A bank of floor-to-ceiling windows faces Clinton Avenue on the first floor, and the second holds a bar and dance floor.

The kitchen is open to the views of diners, who can pull a stool up to the marble bar separating kitchen from dining room for close-up study. And a large round table anchors the chef’s dining room, a private room right off the kitchen where the chef can mingle with favored guests.

Payne Harding, 27, a graduate of the Culinary Institute of America in Hyde Park, N.Y., is a chef and owner of Cache, along with his father. Joining Payne in leading the restaurant is Matthew Cooper, executive chef and general manager and formerly executive chef at Lulav in Little Rock.

Asked to describe the menu, Cooper calls it “classic European. By classic European, we mean things that have classic flavor profiles.”

Take, for contrast, a big bowl of what Cooper calls “Americanized pasta.”

“You get a big bowl of pasta, you get sauce all over it, and you get meatballs,” he says.

But at Cache, a pasta dish like the restaurant’s Calabrian pasta and crab has a different aesthetic. “All it is is fresh oregano, a nice tomato sauce, fresh crab and Calabrian chilies to give it a little bit of spice,” Cooper says. “The pasta shines, not the sauce.”

On the dinner menu, appetizers rise in price from $11 for fritto misto calamari to the “please ask your server” range for oysters or “today’s caviar and accompaniments.” Entrees are priced at $21 for an herb-roasted half-chicken to $74 for the hearth-fired cowboy rib-eye.

Cache also offers lunch, with an heirloom beet salad at $8 to a blackened salmon burger at $11 to a smoked sausage, red pepper and camembert pizza at $12.

Cooper promises many gluten-free options. And Jeff Yant, the sommelier at 1620 Savoy, the west Little Rock restaurant also co-owned by Payne Harding, will bring his wine guidance to Cache.

When the restaurant opens for lunch and dinner, scheduled for Jan. 7, it will operate from 11 a.m. to a last seating at 9:45 p.m. Monday through Saturday. Cache seats 113 on the first floor, 71 upstairs and 87 outside when weather permits. The restaurant will employ about 60.

Construction on the $14 million, 59,000-SF Arcade Building, at the corner of Clinton and River Market avenues, began in October 2012. The mixed-use project is a joint venture between the Central Arkansas Library System and Moses Tucker Real Estate.

Clark Contractors was the contractor for the Arcade Building. The Johnson Studio of Atlanta, an architecture firm devoted to restaurant design, designed Cache, and Pioneer Distributing Co. of North Little Rock outfitted the kitchen.

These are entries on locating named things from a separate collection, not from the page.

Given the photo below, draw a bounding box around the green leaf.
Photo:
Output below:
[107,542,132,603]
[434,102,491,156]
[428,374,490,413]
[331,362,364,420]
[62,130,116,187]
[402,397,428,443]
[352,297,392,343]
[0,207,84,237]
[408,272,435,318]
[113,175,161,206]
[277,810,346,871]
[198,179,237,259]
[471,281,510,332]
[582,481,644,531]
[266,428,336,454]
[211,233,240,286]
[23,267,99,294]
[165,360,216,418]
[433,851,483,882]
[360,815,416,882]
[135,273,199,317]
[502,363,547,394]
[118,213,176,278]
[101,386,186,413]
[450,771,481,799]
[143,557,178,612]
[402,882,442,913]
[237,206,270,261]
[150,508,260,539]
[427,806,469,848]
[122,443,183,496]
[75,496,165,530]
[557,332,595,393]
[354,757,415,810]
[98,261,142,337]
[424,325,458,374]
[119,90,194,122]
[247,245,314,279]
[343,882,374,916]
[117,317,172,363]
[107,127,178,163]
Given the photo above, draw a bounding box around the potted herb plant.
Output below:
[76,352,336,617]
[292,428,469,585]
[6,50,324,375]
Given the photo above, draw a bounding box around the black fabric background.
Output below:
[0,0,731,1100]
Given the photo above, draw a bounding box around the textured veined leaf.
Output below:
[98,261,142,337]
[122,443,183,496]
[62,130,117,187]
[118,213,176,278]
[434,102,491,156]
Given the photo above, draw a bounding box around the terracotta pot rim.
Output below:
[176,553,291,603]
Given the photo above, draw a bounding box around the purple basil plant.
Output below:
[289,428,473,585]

Cache is hosting a number of Christmas parties as well as a New Year’s Eve fete for 400, at $75 per person. Details can be found at CacheLittleRock.com.

On-the-Job Training

Rush Harding says Cooper was responsible for devising the business plan for Cache but that the experience of owning and operating 1620 Savoy has proved invaluable to son Payne. Payne Harding bought that restaurant June 30, 2012, with Rick Qualls and Tim Morton, as well as with Arkansan John Masching, also a Culinary Institute of America graduate and sous chef at Cache.

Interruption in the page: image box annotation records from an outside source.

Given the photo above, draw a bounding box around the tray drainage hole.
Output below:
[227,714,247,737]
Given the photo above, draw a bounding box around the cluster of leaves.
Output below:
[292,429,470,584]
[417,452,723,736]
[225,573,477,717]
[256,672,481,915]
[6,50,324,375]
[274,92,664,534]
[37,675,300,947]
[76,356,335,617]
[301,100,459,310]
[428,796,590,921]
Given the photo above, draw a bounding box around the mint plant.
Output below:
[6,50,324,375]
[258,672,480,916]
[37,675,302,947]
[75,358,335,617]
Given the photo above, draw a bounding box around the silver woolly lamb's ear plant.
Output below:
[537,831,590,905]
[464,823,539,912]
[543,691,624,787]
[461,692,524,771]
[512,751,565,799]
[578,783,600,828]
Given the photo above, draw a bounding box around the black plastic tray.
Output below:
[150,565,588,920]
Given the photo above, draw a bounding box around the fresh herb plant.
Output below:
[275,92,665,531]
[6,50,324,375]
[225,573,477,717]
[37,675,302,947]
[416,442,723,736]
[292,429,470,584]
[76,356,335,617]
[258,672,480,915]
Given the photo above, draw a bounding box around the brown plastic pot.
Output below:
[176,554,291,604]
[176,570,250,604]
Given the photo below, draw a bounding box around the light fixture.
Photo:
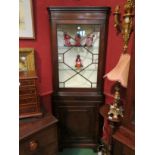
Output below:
[104,0,134,122]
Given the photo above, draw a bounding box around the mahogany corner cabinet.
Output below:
[48,7,110,149]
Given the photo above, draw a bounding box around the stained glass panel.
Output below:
[57,24,100,88]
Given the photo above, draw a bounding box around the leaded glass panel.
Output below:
[57,24,100,88]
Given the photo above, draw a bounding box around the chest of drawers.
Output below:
[19,115,58,155]
[19,71,42,118]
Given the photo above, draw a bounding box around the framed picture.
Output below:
[19,48,35,72]
[19,0,35,39]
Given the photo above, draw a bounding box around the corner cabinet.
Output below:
[48,7,110,149]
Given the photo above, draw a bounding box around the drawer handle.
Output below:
[29,140,38,151]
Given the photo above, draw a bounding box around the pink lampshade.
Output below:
[103,53,130,87]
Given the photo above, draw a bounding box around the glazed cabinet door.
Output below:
[48,7,110,148]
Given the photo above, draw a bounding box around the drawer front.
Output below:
[20,79,35,86]
[20,124,57,155]
[19,95,38,104]
[19,86,36,95]
[19,103,38,115]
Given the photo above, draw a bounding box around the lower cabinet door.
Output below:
[56,101,99,147]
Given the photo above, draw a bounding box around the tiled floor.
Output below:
[58,148,97,155]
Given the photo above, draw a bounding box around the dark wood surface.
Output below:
[19,71,42,118]
[48,7,110,151]
[19,114,58,155]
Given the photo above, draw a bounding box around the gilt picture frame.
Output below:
[19,0,35,39]
[19,48,35,72]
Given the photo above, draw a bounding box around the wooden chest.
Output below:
[19,115,58,155]
[19,71,42,118]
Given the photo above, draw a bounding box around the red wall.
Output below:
[19,0,133,111]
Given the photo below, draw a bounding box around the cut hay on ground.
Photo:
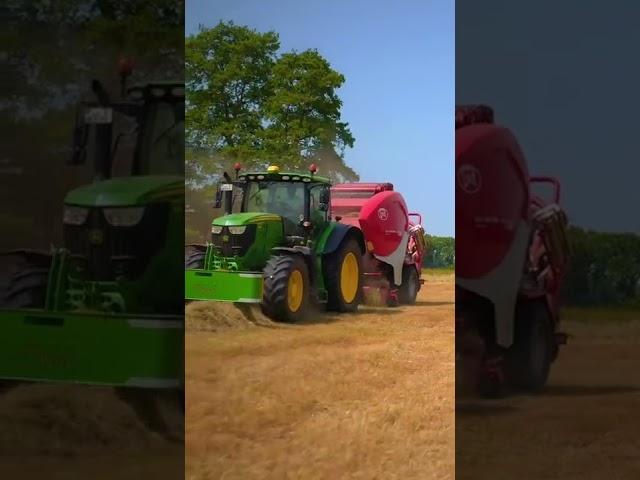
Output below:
[185,302,273,332]
[0,384,183,456]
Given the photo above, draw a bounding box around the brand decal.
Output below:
[457,164,482,194]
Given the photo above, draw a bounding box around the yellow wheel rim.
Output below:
[287,270,304,313]
[340,252,360,303]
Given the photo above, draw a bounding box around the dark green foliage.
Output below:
[563,227,640,305]
[185,22,358,187]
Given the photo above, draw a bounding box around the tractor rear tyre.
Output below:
[398,265,420,305]
[262,255,310,323]
[507,302,554,393]
[0,261,49,308]
[324,238,363,312]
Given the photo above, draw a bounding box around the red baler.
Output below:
[331,183,426,305]
[455,106,570,395]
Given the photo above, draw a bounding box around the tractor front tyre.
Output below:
[324,238,363,312]
[0,262,49,308]
[507,302,554,393]
[398,265,420,305]
[262,255,310,323]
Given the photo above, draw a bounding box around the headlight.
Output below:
[103,207,144,227]
[63,205,89,225]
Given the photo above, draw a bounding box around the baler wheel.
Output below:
[398,265,420,305]
[508,302,554,393]
[324,238,363,312]
[262,255,309,323]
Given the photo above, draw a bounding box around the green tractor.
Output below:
[185,164,365,322]
[0,73,184,402]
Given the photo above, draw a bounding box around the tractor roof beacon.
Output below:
[185,165,365,322]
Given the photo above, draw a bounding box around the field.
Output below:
[185,273,454,480]
[456,309,640,480]
[0,384,184,480]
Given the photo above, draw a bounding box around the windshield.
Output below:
[243,181,305,225]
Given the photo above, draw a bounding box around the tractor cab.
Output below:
[70,80,184,181]
[61,74,184,312]
[212,164,330,256]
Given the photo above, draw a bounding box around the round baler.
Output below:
[455,106,570,396]
[331,183,426,306]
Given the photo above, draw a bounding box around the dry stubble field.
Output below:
[185,275,454,480]
[456,310,640,480]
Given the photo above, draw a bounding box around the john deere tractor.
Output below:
[185,165,365,322]
[0,69,184,398]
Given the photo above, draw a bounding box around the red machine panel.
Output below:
[360,191,409,256]
[455,123,530,278]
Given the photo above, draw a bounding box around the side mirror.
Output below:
[213,187,222,208]
[320,188,331,205]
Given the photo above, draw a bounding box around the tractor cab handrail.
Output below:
[529,176,560,203]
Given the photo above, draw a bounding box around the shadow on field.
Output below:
[185,302,402,332]
[543,385,640,397]
[456,401,516,417]
[414,300,456,307]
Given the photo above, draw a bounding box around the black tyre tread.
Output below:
[508,302,553,393]
[0,265,49,308]
[261,255,309,323]
[325,237,363,313]
[398,265,420,305]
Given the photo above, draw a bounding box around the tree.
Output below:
[265,50,354,180]
[185,22,358,186]
[185,22,280,171]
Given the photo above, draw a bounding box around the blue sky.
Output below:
[186,0,455,236]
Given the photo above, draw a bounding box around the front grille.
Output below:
[64,204,169,280]
[211,224,257,257]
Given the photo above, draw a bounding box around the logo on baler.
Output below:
[457,164,482,193]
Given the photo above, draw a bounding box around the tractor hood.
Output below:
[212,212,282,227]
[65,176,184,207]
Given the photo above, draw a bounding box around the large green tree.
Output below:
[185,22,357,184]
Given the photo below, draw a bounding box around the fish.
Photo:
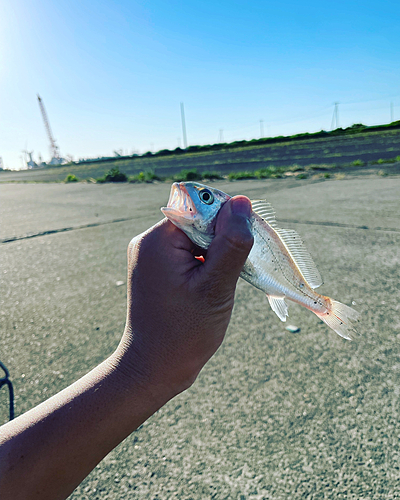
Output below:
[161,182,360,340]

“It was an existing business with an established clientele, established cash flow,” Rush Harding says. And even though his son is a great cook, Harding says, he previously had lacked business experience.

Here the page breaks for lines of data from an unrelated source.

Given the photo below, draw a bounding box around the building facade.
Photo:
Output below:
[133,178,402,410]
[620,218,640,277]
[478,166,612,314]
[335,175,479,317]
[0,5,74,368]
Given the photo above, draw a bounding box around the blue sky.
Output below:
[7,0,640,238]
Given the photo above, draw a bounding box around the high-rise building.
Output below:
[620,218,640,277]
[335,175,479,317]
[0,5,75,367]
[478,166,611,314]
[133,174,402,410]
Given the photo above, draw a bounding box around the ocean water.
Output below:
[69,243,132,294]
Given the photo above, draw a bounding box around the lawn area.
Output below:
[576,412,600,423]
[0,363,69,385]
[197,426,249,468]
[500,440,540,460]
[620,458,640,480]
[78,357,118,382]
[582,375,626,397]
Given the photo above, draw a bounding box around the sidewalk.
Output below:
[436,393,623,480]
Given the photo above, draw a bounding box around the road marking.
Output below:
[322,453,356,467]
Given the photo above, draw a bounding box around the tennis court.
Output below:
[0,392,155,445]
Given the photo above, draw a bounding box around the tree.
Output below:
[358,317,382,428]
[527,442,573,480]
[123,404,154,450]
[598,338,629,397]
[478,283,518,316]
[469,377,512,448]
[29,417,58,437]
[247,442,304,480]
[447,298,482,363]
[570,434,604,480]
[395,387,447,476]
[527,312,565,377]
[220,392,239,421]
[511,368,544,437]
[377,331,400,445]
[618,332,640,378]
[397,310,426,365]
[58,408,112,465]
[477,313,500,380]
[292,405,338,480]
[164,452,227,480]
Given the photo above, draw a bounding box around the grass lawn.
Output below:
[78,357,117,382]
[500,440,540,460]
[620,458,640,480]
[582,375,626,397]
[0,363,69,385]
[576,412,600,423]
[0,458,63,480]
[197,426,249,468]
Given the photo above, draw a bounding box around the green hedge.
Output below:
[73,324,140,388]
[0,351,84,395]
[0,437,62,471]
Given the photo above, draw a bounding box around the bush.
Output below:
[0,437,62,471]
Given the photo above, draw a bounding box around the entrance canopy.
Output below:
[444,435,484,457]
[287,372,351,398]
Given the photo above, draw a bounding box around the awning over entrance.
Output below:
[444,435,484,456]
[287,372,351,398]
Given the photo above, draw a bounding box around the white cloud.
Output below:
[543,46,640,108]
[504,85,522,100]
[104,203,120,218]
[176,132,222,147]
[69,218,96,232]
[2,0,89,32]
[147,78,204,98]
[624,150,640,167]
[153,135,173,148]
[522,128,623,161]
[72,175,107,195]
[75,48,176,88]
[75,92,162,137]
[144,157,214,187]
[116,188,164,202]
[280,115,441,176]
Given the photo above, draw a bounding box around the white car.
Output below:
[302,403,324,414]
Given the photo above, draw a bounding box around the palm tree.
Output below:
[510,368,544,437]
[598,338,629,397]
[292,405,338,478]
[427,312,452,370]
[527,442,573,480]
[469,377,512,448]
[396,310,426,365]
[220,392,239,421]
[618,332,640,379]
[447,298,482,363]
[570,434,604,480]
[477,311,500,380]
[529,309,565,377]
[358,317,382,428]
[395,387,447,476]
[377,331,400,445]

In 2012, according to tax records of the Little Rock Advertising & Promotions Commission, 1620 Savoy had gross receipts of $435,384, but it was closed all July and August and part of September of that year for renovations. Through October of this year, the restaurant has had gross foods receipts of $824,334, not including alcohol.

“I think one of the things that has really opened Payne’s eyes: Being able to cook is only a minuscule part of the total dynamic to making a restaurant go,” Harding says. “You can be the greatest cook in the world but if you can’t handle the business side of it, you’re doomed.”

Payne Harding has the culinary chops, as does Cooper. And Payne Harding has also had the business experience of 1620 Savoy, so if Cache is a risk — and any new business is — it’s a calculated one.

Asked why he’s taken on the enterprise, Rush Harding says, “I just like to support my kids in whatever they do.”